Para não deixar de referir mais miudamente a um fato que nada tem de miúdo – pelo contrário, revela em sua extensão o descalabro do regime – lembro de um fatídico acontecimento no dia 25 de agosto de 1975, em João Pessoa: em meio às comemorações da semana do soldado, um festivo evento com direito a exposição de armamentos e veículos militares no ponto central da cidade, terminou com um trágico resultado: 35 mortos, 29 dos quais crianças. Por incúria ou outro problema que falta apurar, uma embarcação que fazia passeios na Lagoa do Parque Solon de Lucena naufragou e o desespero das pessoas e o despreparo dos promotores do evento consumaram o terrível acidente. Com certeza, não chegaria aqui a conceber qualquer propósito soturno no acidente (seria coisa inimaginável), mas a não apuração judicial das responsabilidades (como hodiernamente exigimos em relação da tragédia da Boate Kiss, em Santa Maria-RS), garantiu a impunidade para os culpados e a não reparação devida pelo Estado brasileiro. As famílias vítimas do terrível acidente devem receber as reparações do Estado, uma vez que a incapacidade do poder público de garantir a segurança da população e, nesse caso da Lagoa, a clamorosa incompetência, levou ao trágico desenlace. Como o incidente envolvia gente poderosa, sua investigação foi devidamente engavetada, assim como em muitas outras atrocidades cometidas pelo Estado brasileiro em relação à sua população. Lembremos ainda o caso da tragédia da Vila Socó (Cubatão-SP, 1984), quando uma comunidade foi totalmente destruída, com centenas de vítimas carbonizadas, dada a incúria e a prepotência dos diretores da Refinaria Artur Bernardes, que se recusaram a atender os reclamos da população sobre vazamento do gasoduto que atravessava o subsolo da comunidade: uma pequena fagulha e... muitas vítimas...

Tragédia da Lagoa - o Estado brasileiro precisa ser responsabilizado.

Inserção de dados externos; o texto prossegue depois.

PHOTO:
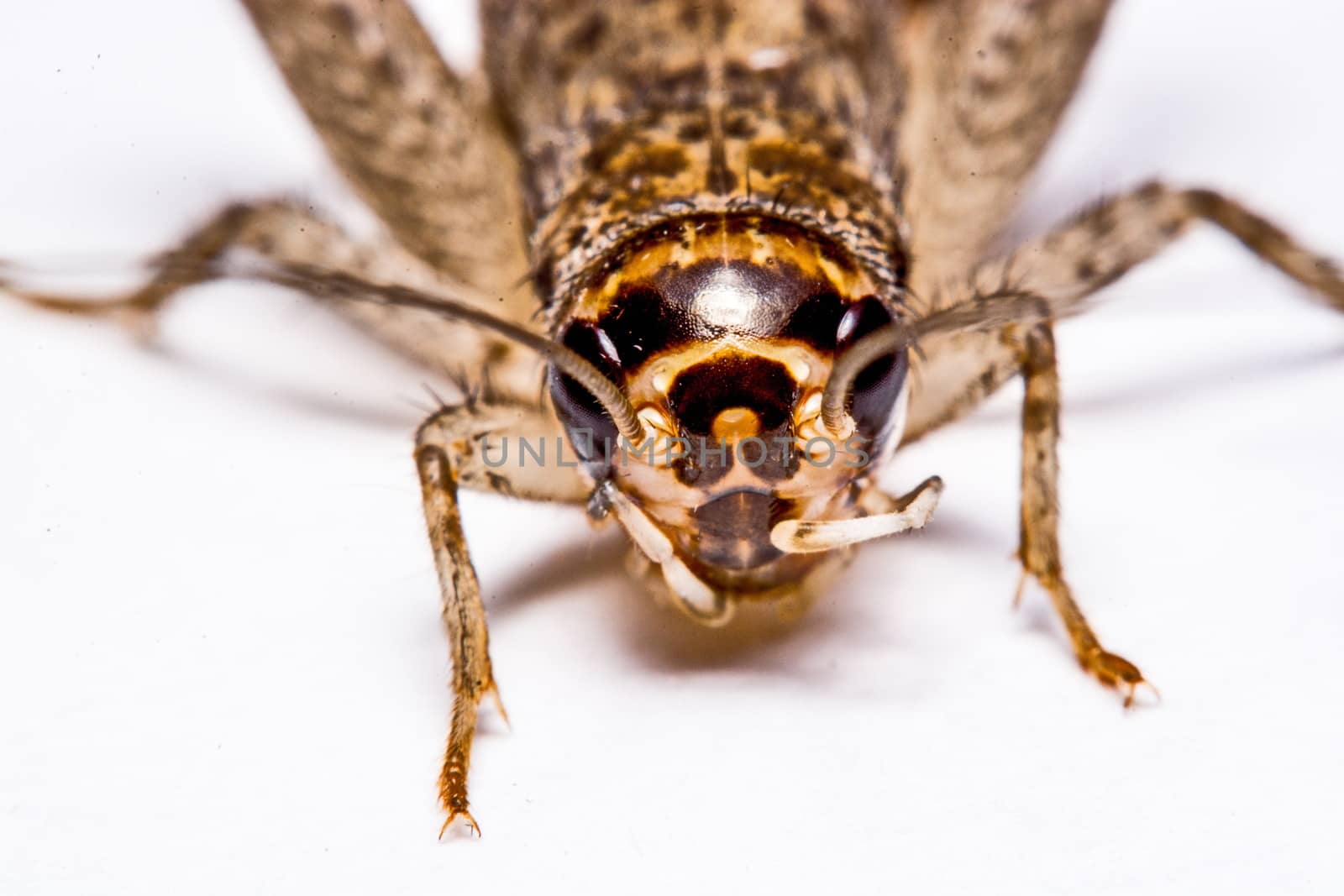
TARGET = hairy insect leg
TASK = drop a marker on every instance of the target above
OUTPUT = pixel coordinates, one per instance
(1039, 540)
(1054, 275)
(450, 450)
(286, 233)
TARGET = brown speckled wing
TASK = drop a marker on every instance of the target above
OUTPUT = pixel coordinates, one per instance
(988, 83)
(418, 144)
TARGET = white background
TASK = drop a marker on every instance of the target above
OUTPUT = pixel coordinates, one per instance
(221, 663)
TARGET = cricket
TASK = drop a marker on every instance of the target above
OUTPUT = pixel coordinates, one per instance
(699, 269)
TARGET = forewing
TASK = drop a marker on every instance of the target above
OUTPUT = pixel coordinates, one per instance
(420, 145)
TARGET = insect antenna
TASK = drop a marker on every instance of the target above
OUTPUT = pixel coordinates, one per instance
(981, 312)
(323, 282)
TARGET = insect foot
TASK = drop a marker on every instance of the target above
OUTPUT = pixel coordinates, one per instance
(1116, 672)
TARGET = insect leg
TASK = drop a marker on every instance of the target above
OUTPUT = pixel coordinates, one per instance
(1039, 540)
(449, 450)
(1053, 275)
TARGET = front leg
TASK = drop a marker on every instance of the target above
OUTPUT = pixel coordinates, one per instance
(450, 448)
(1039, 542)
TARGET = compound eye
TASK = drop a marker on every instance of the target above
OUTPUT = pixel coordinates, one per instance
(878, 385)
(591, 430)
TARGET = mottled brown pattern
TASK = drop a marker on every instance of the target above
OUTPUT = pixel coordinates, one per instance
(712, 203)
(722, 89)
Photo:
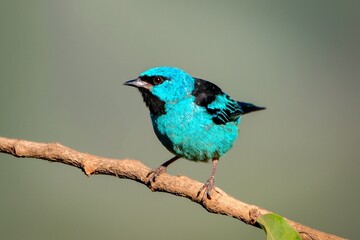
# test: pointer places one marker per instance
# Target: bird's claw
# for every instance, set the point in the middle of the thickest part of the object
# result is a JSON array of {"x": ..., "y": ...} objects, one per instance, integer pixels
[
  {"x": 154, "y": 173},
  {"x": 208, "y": 186}
]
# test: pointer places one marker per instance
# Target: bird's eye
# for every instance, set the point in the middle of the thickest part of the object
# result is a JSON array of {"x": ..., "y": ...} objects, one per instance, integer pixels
[{"x": 157, "y": 80}]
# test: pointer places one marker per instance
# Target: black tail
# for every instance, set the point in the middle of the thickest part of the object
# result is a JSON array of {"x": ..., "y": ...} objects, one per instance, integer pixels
[{"x": 248, "y": 107}]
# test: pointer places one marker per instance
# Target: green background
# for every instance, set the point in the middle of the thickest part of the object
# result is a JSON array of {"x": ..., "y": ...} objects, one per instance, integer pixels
[{"x": 62, "y": 65}]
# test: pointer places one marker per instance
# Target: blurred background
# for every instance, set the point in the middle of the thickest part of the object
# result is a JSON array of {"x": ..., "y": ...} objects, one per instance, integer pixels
[{"x": 62, "y": 65}]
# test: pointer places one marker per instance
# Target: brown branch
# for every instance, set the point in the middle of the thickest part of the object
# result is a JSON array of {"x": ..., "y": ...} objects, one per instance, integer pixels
[{"x": 220, "y": 203}]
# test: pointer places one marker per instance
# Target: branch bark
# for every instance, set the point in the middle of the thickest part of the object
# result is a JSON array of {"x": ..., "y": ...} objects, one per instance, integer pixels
[{"x": 220, "y": 202}]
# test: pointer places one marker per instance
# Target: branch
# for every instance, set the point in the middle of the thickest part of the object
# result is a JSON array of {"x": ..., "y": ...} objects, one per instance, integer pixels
[{"x": 220, "y": 202}]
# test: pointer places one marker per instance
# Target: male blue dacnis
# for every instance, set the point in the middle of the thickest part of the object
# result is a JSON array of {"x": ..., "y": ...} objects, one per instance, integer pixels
[{"x": 192, "y": 117}]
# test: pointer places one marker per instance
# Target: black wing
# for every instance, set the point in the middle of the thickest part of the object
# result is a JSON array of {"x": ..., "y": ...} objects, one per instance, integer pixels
[{"x": 217, "y": 103}]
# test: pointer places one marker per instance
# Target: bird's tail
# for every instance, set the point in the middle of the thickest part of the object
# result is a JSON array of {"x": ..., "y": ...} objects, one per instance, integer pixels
[{"x": 249, "y": 107}]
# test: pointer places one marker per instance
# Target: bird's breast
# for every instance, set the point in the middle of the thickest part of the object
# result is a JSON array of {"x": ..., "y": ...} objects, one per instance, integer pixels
[{"x": 187, "y": 130}]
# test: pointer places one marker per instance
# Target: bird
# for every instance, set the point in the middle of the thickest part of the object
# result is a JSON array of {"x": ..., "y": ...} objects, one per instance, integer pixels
[{"x": 192, "y": 117}]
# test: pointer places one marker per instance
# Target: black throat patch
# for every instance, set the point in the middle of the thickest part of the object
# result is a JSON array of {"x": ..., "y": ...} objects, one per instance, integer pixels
[{"x": 155, "y": 105}]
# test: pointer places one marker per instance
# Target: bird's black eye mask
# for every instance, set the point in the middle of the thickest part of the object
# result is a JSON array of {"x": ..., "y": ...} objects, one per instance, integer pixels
[{"x": 153, "y": 80}]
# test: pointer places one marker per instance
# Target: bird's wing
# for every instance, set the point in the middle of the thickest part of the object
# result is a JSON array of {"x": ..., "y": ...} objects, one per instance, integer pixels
[{"x": 222, "y": 108}]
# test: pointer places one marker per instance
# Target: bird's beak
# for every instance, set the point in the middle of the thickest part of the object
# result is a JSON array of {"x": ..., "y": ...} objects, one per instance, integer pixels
[{"x": 138, "y": 83}]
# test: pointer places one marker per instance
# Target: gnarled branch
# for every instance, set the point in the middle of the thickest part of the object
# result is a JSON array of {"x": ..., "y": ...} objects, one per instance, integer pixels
[{"x": 220, "y": 202}]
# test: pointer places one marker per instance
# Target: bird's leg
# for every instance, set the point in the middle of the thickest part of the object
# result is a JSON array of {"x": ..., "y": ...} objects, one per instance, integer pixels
[
  {"x": 154, "y": 173},
  {"x": 208, "y": 186}
]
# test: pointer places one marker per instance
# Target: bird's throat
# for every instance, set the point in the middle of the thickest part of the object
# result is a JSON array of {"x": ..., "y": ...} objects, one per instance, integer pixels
[{"x": 155, "y": 105}]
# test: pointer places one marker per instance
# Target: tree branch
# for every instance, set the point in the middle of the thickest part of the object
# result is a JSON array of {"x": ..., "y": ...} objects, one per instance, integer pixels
[{"x": 220, "y": 202}]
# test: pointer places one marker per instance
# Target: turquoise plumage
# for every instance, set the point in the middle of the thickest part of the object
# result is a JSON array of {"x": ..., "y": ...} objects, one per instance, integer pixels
[{"x": 191, "y": 117}]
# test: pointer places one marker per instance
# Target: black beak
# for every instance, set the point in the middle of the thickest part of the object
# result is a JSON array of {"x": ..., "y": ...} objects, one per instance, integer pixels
[
  {"x": 138, "y": 83},
  {"x": 248, "y": 107}
]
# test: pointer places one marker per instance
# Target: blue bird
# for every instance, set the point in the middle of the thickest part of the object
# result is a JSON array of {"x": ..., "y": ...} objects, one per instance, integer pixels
[{"x": 191, "y": 117}]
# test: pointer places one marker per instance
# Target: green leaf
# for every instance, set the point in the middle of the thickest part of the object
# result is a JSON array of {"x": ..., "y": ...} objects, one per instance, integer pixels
[{"x": 277, "y": 228}]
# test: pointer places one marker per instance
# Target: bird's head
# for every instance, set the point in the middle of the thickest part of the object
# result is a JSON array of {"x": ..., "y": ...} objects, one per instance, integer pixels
[{"x": 168, "y": 84}]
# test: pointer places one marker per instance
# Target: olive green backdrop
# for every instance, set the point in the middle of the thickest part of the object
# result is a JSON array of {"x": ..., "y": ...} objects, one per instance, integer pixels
[{"x": 62, "y": 65}]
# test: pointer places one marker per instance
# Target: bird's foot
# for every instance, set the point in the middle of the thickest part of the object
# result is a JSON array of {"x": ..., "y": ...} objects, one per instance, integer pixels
[
  {"x": 153, "y": 174},
  {"x": 208, "y": 186}
]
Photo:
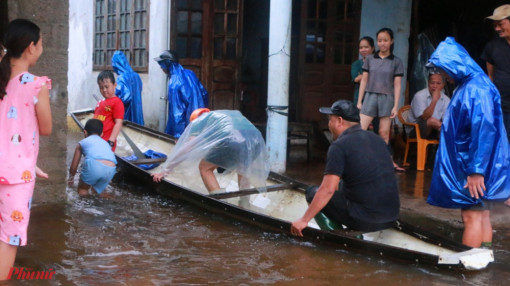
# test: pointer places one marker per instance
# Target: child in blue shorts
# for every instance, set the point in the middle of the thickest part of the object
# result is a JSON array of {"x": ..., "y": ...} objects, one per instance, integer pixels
[{"x": 99, "y": 166}]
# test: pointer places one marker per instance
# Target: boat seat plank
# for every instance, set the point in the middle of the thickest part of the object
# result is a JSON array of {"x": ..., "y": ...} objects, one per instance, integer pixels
[
  {"x": 147, "y": 161},
  {"x": 226, "y": 195}
]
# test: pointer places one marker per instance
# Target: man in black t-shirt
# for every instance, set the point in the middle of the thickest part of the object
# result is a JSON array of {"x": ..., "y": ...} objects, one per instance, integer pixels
[{"x": 359, "y": 188}]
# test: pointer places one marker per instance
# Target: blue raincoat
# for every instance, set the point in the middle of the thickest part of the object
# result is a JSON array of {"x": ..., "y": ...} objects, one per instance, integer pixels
[
  {"x": 473, "y": 137},
  {"x": 129, "y": 88},
  {"x": 185, "y": 94}
]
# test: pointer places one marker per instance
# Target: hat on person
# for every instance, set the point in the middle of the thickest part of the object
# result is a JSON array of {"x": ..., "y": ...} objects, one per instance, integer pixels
[
  {"x": 167, "y": 55},
  {"x": 343, "y": 108},
  {"x": 500, "y": 13}
]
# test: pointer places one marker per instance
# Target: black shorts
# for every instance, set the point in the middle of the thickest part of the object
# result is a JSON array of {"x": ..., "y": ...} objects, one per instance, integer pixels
[{"x": 485, "y": 206}]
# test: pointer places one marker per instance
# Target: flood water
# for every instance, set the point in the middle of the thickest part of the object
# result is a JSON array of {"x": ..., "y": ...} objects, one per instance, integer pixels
[{"x": 139, "y": 238}]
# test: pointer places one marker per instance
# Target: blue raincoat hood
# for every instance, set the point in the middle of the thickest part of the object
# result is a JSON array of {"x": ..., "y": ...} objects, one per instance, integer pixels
[
  {"x": 473, "y": 137},
  {"x": 185, "y": 94},
  {"x": 129, "y": 88}
]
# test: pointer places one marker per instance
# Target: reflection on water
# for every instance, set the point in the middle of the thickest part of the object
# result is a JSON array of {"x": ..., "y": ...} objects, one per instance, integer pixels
[{"x": 138, "y": 238}]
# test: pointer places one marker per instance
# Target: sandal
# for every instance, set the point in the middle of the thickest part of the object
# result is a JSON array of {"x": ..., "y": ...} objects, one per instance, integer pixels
[{"x": 397, "y": 168}]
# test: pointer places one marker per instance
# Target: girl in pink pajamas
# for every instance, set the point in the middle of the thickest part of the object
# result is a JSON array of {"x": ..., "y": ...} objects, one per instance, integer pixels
[{"x": 24, "y": 115}]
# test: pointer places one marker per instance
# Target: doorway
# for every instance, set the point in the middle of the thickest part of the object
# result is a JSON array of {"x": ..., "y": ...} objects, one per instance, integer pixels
[{"x": 207, "y": 38}]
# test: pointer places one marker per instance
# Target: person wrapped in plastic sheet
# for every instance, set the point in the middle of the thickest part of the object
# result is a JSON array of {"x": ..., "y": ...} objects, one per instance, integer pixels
[
  {"x": 185, "y": 93},
  {"x": 129, "y": 88},
  {"x": 472, "y": 164},
  {"x": 221, "y": 138}
]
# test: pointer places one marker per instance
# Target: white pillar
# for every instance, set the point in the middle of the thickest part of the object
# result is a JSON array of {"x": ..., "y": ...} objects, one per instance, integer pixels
[
  {"x": 157, "y": 88},
  {"x": 280, "y": 21}
]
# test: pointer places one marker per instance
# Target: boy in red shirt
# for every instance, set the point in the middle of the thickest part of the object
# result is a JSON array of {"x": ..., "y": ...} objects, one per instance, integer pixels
[{"x": 110, "y": 110}]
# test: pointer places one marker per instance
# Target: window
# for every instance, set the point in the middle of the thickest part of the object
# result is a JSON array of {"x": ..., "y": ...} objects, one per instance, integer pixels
[
  {"x": 188, "y": 23},
  {"x": 121, "y": 25}
]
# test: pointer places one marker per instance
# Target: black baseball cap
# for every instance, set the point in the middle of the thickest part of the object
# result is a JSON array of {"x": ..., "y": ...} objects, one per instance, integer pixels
[{"x": 343, "y": 108}]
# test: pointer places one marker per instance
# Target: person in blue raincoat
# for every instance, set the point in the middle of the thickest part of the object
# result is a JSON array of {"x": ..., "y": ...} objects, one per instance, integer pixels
[
  {"x": 129, "y": 88},
  {"x": 472, "y": 163},
  {"x": 185, "y": 93}
]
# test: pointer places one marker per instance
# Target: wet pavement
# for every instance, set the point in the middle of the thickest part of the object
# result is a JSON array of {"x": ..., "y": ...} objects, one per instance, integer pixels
[{"x": 139, "y": 238}]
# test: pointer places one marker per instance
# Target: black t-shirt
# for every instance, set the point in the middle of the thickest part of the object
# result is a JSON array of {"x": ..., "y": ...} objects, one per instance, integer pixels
[
  {"x": 497, "y": 53},
  {"x": 362, "y": 160}
]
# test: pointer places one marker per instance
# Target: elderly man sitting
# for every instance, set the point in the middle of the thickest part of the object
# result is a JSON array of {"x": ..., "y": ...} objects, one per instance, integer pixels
[{"x": 429, "y": 105}]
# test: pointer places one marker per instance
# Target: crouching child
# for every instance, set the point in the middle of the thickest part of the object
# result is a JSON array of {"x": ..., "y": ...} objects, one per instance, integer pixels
[{"x": 99, "y": 166}]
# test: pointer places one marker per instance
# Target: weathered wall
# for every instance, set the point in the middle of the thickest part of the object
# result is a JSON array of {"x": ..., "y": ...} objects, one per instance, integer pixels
[
  {"x": 393, "y": 14},
  {"x": 52, "y": 17},
  {"x": 82, "y": 83}
]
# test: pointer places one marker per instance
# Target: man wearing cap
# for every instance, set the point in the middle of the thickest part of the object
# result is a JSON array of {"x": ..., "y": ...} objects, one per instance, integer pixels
[
  {"x": 429, "y": 105},
  {"x": 359, "y": 188},
  {"x": 185, "y": 93},
  {"x": 496, "y": 55}
]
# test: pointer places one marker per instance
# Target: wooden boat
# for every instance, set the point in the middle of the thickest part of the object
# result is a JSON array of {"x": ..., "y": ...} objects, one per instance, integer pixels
[{"x": 284, "y": 202}]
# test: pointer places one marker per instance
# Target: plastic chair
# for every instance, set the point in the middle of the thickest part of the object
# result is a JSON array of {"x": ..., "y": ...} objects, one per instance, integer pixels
[{"x": 422, "y": 144}]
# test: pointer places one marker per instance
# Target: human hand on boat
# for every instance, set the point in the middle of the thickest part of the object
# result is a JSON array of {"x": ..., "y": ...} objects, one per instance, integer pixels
[
  {"x": 476, "y": 185},
  {"x": 297, "y": 227},
  {"x": 158, "y": 177}
]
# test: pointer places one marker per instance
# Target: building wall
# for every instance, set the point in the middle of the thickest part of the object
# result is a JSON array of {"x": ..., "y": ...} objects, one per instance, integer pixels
[
  {"x": 82, "y": 77},
  {"x": 376, "y": 14},
  {"x": 52, "y": 17}
]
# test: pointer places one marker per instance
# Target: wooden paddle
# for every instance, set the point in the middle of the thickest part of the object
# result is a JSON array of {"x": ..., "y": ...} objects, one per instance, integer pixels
[{"x": 273, "y": 188}]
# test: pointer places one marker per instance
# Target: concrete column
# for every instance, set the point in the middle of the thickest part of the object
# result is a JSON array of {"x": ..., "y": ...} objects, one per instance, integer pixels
[
  {"x": 280, "y": 20},
  {"x": 156, "y": 89}
]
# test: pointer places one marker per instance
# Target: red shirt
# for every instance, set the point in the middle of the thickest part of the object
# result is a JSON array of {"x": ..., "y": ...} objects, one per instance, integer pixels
[{"x": 107, "y": 111}]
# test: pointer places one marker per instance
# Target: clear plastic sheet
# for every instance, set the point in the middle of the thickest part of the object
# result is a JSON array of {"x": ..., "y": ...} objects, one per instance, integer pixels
[{"x": 225, "y": 138}]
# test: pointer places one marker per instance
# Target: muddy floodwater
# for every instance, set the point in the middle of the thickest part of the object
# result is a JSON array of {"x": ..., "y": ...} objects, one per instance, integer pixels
[{"x": 139, "y": 238}]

Creio que tragédias como a da Lagoa ou da Vila Socó são questões que exigiriam a investigação das Comissões da Verdade, por envolverem a falta de apuração por responsabilidades do Estado frente a tragédias sociais, geralmente anunciadas. Estado esse que sempre foi muito cioso de segurança pública quando essa envolvia e envolve a proteção dos bens e propriedade de nossos patrícios, mas que é insensível ou omisso quando essa segurança exige o cuidado com os mais desprotegidos frente à sanha do grande capital.
                           


Em 20 de novembro de 2013, 318 anos depois da morte de Zumbi dos Palmares pelas tropas a serviço da segurança e da propriedade dos poderosos de plantão.